Where she crossed back goin towards Hog Canyon, said his father. Was that a cattletrail?
No sir. It was not much of a trail of no kind.
Could you make a set in it?
Yessir. I would of had it not been gettin on late like it was. Did you pick up any of the sets?
No sir.
You want to go back up there tomorrow?
Yessir. I’d like to.
All right. Take up a couple of traps and make blind sets with em and I’ll run the line with you on Sunday.
I dont know how you think the Lord is goin to bless your efforts and you dont keep the Sabbath, their mother said.
Well Mama we aint got a ox in the ditch but we sure got some heifers in one.
I think it’s a poor example for the boys.
His father sat looking at his cup. He looked at the boy. We’ll run it on Monday, he said.
Lying in the cold dark of their bedroom they listened to the squalls of coyotes out in the pasture to the west of the house.
You think you can catch her? said Boyd.
I dont know.
What are you goin to do with her if you do?
What do you mean?
I mean what will you do with her.
Collect the bounty, I reckon.
They lay in the dark. The coyotes yammered. After a while Boyd said: I meant how will you kill her.
I guess you shoot em. I dont know no other way.
I’d like to see her alive.
Maybe Pap will bring you with him.
What am I goin to ride?
You could ride bareback.
Yeah, Boyd said. I could ride bareback.
They lay in the dark.
He’s goin to give you my saddle, Billy said.

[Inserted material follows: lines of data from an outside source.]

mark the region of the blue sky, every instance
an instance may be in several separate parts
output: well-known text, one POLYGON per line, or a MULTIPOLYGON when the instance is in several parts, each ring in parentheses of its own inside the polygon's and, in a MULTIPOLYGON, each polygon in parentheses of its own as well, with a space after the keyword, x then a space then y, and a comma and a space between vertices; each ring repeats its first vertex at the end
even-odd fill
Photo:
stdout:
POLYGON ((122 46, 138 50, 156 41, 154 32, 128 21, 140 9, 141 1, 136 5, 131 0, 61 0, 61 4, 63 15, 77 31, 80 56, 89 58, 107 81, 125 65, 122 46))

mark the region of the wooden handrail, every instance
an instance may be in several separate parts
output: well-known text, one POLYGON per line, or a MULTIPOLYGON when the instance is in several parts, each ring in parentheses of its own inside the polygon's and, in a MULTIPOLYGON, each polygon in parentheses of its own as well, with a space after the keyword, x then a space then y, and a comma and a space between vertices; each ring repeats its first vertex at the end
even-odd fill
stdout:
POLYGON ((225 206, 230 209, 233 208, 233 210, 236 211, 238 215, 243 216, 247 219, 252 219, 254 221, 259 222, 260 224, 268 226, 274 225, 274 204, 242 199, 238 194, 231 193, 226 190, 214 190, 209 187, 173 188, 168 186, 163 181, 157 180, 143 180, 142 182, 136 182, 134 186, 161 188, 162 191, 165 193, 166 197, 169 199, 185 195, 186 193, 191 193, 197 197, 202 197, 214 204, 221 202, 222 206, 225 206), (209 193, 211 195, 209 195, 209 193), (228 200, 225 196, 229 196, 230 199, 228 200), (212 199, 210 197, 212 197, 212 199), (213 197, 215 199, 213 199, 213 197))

What are you goin to ride?
He’s gettin me one from Martel’s.
A new one?
No. Hell, not a new one.
Outside the dog had been barking and their father went out to the kitchen door and called the dog’s name and it hushed instantly. The coyotes went on yapping.
Billy?
What.
Did Pap write Mr Echols?
Yeah.
He never heard nothin though. Did he?
Not yet he aint.
Billy?
What.
I had this dream.
What dream.
I had it twice.
Well what was it.
There was this big fire out on the dry lake. There aint nothin to burn on a dry lake.